Compare those performances to what their fellow relegation fighters have been doing. Wigan came back from behind twice to prevail 3-2 away at West Brom in last weekend’s most resilient display, while Aston Villa were forced to hold off a late fight back by Norwich to take a 2-1 victory at Carrow Road in a contest that both sides can be proud of. Even Sunderland, who were embarrassed 6-1 by Aston Villa in last week’s Monday night game, managed to fight back for a point against Stoke on Monday night despite going down to ten men after only half an hour. This is the same Sunderland who outmatched Newcastle’s intensity in the Tyne and Wear Derby just a few weeks ago, claiming all 3 points at St James’ Park and sparking an incredible knee slide by manager Paolo Di Canio.
Whilst Toon Head Coach Alan Pardew is not completely to blame for Newcastle’s woes, it’s obvious that he doesn’t have the same enthusiasm that Di Canio has; the kind of charisma that can capture the imagination of a team and provide a spark to a depleted organisation. Everything about Newcastle now seems laboured and awkward, from their formations on the pitch to the rumours of a locker room rift off it. They are showing none of the urgency required to dig your way out of a relegation scrap. All that trickles down from the manager.
Pardew seems to believe, however, that their 0-0 draw with West Ham has somehow proven that his side do in fact have that urgency. He told reporters after the game that he thought his team showed great determination and spirit against a tough opponent.
While the manager may be right to publicly endorse his players as a managerial tactic, his words will hold little merit with everyone else. Anyone who watched the game on Saturday afternoon could clearly see that Newcastle were severely lacking any attacking intensity. One Newcastle fan who attended the game told me via Facebook afterwards “what I saw at Upton Park on Saturday was a team with no spirit and no ideas…That was an abysmal performance.”
So while Pardew can tell anyone who will listen that his side showed a fighting spirit at Upton Park, everyone else knows that that is not the case. Considering the desperate situation they are in, Newcastle’s performance on Saturday was nothing but underwhelming, and it was in keeping with the product they’ve been putting on the field all season long.
Huw Silk, once a regular at St James’ Park but now nothing more than a disenchanted sceptic, echoed the sentiment of many Newcastle fans when I asked him what he felt about their poor showings of late:
“It’s not just recently I have become disenchanted. This whole season has been such a regression since last year – ok, maybe we did better then than we deserved, but a team made up of the players we have should not be languishing so miserably. This season has been an exact replica of 2009 – bottom half all season then going even more off the boil in the final weeks, unable to figure out where the next points will come from until we find ourselves in the mire just as the season finishes.”

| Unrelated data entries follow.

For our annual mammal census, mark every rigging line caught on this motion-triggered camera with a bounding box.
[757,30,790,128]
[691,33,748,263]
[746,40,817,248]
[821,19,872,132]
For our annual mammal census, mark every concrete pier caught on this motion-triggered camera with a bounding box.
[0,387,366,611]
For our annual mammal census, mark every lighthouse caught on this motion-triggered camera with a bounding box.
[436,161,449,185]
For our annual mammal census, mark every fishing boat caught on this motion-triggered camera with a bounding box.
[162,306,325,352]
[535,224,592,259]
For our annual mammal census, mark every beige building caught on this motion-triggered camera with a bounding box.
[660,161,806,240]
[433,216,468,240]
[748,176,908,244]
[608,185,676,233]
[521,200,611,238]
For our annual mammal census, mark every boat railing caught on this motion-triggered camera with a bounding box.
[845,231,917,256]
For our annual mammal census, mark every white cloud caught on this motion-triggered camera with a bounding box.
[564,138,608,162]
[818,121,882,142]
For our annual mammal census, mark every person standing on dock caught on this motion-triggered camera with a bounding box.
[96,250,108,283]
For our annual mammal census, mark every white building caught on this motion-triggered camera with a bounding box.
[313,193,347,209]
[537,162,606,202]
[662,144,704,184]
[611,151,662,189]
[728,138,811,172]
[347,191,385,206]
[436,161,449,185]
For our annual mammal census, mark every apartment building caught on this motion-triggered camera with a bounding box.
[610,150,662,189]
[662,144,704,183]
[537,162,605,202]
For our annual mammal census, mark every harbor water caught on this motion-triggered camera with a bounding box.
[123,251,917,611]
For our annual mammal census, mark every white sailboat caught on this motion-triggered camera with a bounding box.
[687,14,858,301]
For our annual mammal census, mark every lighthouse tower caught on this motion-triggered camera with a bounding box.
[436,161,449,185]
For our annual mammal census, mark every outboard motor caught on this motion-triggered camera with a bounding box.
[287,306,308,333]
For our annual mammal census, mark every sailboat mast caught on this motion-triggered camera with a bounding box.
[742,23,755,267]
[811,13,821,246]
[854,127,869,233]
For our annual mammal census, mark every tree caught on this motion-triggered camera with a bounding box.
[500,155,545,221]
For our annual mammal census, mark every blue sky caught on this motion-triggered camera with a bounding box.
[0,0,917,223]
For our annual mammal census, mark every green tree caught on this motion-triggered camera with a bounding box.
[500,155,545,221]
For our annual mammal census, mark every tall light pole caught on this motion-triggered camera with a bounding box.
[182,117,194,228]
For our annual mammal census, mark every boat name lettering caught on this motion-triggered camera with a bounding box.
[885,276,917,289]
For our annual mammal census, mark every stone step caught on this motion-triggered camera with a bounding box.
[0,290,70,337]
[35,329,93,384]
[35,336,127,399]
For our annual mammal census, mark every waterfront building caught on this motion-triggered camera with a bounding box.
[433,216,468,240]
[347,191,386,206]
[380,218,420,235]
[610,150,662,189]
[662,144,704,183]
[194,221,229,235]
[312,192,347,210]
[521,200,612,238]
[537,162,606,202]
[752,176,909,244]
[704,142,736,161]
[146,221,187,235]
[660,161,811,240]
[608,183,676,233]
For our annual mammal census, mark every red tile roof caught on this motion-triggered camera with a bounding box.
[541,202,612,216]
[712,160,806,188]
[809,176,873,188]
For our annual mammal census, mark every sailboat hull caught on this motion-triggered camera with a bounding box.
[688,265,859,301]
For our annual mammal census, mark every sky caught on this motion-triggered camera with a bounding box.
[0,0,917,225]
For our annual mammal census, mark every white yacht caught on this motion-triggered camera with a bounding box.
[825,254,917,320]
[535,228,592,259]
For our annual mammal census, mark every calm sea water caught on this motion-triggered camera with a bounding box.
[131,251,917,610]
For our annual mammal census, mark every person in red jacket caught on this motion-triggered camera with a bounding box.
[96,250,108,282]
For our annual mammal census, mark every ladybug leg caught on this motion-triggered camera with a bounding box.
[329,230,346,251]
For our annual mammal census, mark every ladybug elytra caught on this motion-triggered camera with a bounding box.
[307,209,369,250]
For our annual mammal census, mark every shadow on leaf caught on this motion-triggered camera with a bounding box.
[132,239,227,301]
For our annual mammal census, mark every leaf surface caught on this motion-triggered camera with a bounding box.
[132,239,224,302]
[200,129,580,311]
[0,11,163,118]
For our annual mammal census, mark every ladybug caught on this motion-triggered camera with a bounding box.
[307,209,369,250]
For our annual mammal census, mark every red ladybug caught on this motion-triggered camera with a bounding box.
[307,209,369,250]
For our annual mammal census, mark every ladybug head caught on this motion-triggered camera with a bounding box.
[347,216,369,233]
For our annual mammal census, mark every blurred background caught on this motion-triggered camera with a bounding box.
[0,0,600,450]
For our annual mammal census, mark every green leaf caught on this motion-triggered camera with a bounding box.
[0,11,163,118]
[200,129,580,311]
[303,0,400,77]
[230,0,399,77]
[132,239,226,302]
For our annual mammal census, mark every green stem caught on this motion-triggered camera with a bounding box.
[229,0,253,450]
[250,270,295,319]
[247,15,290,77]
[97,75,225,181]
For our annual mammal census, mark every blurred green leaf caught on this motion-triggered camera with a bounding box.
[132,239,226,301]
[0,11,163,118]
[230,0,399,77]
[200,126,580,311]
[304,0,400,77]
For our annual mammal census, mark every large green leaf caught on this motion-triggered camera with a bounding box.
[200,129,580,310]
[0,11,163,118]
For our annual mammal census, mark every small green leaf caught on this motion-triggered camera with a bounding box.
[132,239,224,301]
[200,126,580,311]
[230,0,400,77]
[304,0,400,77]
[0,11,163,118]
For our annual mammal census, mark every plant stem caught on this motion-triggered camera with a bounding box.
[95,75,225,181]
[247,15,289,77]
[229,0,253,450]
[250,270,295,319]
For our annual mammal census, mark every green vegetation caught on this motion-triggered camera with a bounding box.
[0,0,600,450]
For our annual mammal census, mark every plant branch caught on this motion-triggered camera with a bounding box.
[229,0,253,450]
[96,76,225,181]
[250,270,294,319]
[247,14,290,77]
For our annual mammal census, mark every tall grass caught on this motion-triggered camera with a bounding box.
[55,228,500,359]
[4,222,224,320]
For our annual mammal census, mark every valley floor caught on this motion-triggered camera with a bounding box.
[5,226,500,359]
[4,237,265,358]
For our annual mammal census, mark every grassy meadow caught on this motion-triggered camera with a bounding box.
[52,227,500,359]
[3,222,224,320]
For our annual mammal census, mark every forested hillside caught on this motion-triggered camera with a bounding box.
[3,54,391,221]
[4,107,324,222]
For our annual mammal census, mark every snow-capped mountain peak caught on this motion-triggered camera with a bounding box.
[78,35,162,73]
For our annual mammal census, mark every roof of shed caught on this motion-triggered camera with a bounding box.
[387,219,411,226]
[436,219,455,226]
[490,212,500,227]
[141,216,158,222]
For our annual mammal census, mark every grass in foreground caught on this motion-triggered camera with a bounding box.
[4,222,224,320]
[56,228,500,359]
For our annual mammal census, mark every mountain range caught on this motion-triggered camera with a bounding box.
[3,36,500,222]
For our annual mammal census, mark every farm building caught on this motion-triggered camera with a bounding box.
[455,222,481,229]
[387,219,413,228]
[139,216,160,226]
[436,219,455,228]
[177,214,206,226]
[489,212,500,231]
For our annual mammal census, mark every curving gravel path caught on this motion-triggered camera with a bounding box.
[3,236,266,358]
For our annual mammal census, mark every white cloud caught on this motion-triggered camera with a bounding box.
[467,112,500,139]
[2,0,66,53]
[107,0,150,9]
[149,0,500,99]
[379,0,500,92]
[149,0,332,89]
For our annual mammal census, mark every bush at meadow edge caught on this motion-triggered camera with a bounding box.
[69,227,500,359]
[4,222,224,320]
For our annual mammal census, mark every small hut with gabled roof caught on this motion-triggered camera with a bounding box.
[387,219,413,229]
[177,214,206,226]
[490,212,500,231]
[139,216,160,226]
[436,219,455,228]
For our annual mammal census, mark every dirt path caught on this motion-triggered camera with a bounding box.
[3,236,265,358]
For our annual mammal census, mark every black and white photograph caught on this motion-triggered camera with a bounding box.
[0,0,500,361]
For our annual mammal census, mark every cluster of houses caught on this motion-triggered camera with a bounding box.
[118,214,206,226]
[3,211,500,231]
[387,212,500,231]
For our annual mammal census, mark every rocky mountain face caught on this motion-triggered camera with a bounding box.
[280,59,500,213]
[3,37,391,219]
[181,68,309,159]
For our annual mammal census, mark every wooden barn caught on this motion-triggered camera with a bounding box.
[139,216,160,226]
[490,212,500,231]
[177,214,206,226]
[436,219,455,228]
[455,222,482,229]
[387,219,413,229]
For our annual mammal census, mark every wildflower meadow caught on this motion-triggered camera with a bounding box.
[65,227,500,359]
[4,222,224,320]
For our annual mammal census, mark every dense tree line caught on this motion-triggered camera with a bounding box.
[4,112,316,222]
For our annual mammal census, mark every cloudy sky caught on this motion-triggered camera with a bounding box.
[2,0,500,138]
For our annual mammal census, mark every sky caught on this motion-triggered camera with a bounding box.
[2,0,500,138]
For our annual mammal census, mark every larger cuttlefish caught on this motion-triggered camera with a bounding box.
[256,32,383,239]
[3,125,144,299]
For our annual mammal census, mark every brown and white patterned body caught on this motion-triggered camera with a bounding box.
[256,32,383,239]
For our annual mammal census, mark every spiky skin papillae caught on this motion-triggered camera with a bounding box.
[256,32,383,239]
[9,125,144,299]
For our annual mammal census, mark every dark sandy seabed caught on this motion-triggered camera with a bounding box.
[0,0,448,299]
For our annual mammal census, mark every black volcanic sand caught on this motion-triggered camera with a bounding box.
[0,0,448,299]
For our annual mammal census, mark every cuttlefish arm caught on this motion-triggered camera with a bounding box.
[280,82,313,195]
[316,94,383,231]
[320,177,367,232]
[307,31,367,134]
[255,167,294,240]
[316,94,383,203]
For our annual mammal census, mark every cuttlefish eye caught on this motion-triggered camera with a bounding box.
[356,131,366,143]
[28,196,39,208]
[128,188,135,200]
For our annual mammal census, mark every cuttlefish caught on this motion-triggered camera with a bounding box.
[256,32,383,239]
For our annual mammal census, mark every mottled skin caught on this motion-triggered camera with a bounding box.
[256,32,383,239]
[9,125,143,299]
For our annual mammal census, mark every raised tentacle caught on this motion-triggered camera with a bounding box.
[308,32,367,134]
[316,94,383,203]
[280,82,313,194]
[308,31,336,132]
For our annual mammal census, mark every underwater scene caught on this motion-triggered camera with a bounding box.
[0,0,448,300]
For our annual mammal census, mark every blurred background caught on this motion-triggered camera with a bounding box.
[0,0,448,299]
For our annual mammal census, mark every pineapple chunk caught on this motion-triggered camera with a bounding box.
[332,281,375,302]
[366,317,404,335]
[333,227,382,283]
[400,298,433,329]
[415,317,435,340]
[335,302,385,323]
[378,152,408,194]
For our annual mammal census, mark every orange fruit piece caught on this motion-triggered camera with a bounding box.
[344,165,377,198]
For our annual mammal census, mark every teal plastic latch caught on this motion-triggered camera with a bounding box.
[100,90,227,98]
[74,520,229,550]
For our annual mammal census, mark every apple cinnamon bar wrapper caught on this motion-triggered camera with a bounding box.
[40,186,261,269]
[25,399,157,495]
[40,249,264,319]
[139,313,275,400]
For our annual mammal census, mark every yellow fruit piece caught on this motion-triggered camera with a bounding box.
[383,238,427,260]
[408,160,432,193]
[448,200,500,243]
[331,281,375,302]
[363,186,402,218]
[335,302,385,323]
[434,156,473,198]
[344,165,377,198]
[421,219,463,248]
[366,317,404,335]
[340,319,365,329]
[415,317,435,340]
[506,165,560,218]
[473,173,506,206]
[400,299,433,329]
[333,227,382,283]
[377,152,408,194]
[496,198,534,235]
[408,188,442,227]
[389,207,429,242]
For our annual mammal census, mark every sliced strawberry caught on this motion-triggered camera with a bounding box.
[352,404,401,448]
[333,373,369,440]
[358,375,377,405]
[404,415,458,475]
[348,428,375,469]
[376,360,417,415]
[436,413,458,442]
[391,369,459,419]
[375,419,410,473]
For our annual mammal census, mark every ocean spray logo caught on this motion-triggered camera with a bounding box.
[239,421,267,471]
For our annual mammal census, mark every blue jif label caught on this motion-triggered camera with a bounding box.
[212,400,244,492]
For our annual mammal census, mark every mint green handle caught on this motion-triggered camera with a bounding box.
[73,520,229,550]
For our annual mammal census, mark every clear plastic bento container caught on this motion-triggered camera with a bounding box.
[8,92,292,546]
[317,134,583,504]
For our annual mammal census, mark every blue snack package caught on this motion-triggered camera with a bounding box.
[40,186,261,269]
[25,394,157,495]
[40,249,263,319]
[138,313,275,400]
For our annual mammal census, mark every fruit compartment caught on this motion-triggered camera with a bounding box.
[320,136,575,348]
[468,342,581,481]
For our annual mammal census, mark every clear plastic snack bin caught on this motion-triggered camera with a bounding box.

Right now, the momentum is running against Newcastle like an 80mph headwind against a propeller plane, just as it did the last time they were dumped from the Premier League. With a win on Tuesday night against Swansea, Wigan can leapfrog Newcastle and put the Magpies in the bottom three for the first time this season. Even if Wigan take nothing from the game at the DW Stadium, they will still be only 3 points behind with a very similar goal difference.
Relegation is once again a very real threat for the Toon, and if they hope to survive it, they are going to have to dramatically improve the effort and intensity that they show on the pitch. At this stage of the season, there are no easy games, and with only 4 points separating 5 teams fighting off that last relegation spot, it’s going to take a huge effort from everyone, both physically and mentally, to survive. On the evidence of the last two months or so, Newcastle just don’t have what it takes.